Since I’m getting ready to stop roaming and settle down a bit, the better to save my hip joints, financial advisors have been barking at me to chase after the Roth IRA, a retirement plan sanctioned by Uncle Sam.  It was born way back in 1998, a long time ago in doggy years, and named after Senator William Roth.   But before I make a decision to be loyal to the plan, I need to know that my retirement funds will provide me an adequate stock of bones and other treats for when I’m gray.  Over the last couple of weeks, I went sniffing around the benefits and drawbacks of the Roth IRA.

The Roth IRA is established like the traditional IRA, which means I can contribute funds into a retirement plan overseen by authorized financial houses.  When I stop working for The Boss, I can make withdrawals from the account to pay for doggy blankets and other necessities.

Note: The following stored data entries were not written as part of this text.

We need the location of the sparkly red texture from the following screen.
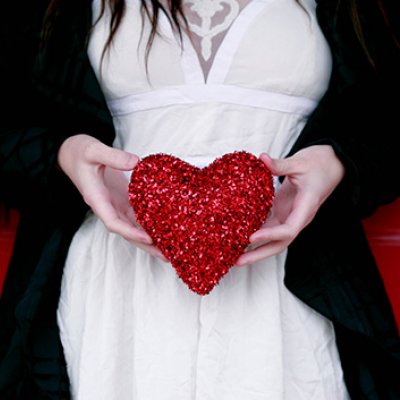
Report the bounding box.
[129,151,274,295]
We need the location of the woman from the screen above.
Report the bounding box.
[0,0,399,399]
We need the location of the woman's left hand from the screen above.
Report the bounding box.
[235,145,345,266]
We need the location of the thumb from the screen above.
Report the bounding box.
[259,153,296,177]
[86,141,139,171]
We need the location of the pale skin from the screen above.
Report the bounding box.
[58,134,345,265]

The distinctive feature of the Roth IRA?  It all has to do with when you pay taxes on your money.  With the Roth IRA, you don’t declare deductions on your contributions (so-called front-end taxes).  But your money grows tax-free in the account.  And when you withdraw your funds, there are no taxes owed on the back end.

But before I get too excited and start jumping up and down for joy at the prospect of tasty treats for my golden years, I should investigate my eligibility requirements for the Roth IRA:

  • Those who qualify for a Roth IRA are determined based on income.  I’m not telling you the perks of my profession – that’s between me, The Boss, and Uncle Sam.  But with a median household income at roughly $50,000, most Americans qualify for the Roth IRA.
  • The maximum contributions for taxpayers under 50 human years is $5,500.  Above 50?  You can contribute $6,500.
  • Singles and heads of household can’t exceed a modified adjust gross income (“MAGI”) of $117,000 annually.
  • For singles earning between $117,000 and $132,000?  Partial contributions are allowed.
  • Married filing jointly couples can contribute the maximum amount if the declared income is below $184,000.
  • For married filing jointly income between $184,000 and $194,000, partial contributions are allowed.
  • Married filing separately couples face special rules and cannot contribute to a Roth IRA if the income exceeds $10,000.
  • If you earned less than the maximum contributions allowed, you can contribute only as much as you earned for the year.

Uncle Roth’s rules for eligibility are complicated.  I’ve begged The Boss to assess my standing for this particular retirement plan, to keep me from barking up the wrong tree.  In the meantime, I’ll do more digging into the benefits of the Roth IRA.